My immediate concern though is with this:

Going to look at this tmp box: ((-1,0,0) (0,59,3) (1,0,0)) with b: ((-43,0,0) (0,59,3) (1,0,0)) and bx: ((-1,-1,-1) (41,60,4) (1,0,0))
filling 10.73181747 at i=-1

This box ((-1,0,0) (0,59,3) (1,0,0)) contains 0 so why does it say that it is only filling -1? I think amr-wind must be intercepting something?

mbkuhn commented 1 month ago

You called it, Marc. I confirmed the obvious, that indices with i = 0 are getting passed to f_user(). However, f_user is not what goes to the Rankine.H operation directly. First, it has to go through the Functor that initialized the GpuBndryFuncFab, which, for this case, is "DirichletOp" in FieldBCOps.H in AMR-Wind. This operator is what checks whether the field at the index should be filled or not, using a bool "is_bndry". This check assumes a cell-centered approach, which is why i = 0 is ignored but i = 40 isn't. After this check, either inflow_op (which would be the UDF in this case) or wall_op is called.

marchdf commented 1 month ago

yes! I just found the same. The offending line is https://github.com/Exawind/amr-wind/blob/main/amr-wind/core/FieldBCOps.H#L172. This is fine for cell-centered, not fine for face-centered. Phew. Now to think of the right way to fix.

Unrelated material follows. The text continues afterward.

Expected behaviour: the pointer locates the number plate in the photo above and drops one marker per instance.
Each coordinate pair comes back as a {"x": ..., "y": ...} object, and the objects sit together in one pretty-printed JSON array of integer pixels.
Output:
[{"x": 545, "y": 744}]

marchdf commented 1 month ago

Right now my thinking is this: In FieldFillPatchOps.H:

Functor bc_functor() { return m_op(); }
Functor face_bc_functor() { return m_op.face(); }.  ----> add this and then use `face_bc_functor` in fillpatch_sibling_fields

then in FieldBCOps:

inline FaceFunctorType face() const
    {
        return FunctorType{
            m_field, m_inflow_op.device_instance_face(),
            m_wall_op.device_instance()};
    }

Though we might want using FaceFunctorType = DirichletOpFace<InflowOpType, WallOpType>; to get the right () operator that does the right is_bndry.

then in all the UDFs:

struct DeviceOpFace 2 refs|1 var
{
... something that looks like DeviceOp. Maybe it inherits it so that it is similar? Would need to make sure the members are initialized properly too and are the same as DeviceOp.
}

DeviceType device_instance_face() const { return m_op_face; }

I need to sit on this and think this through before coding anything. I am sharing this in case others have thoughts/see ways to simplify.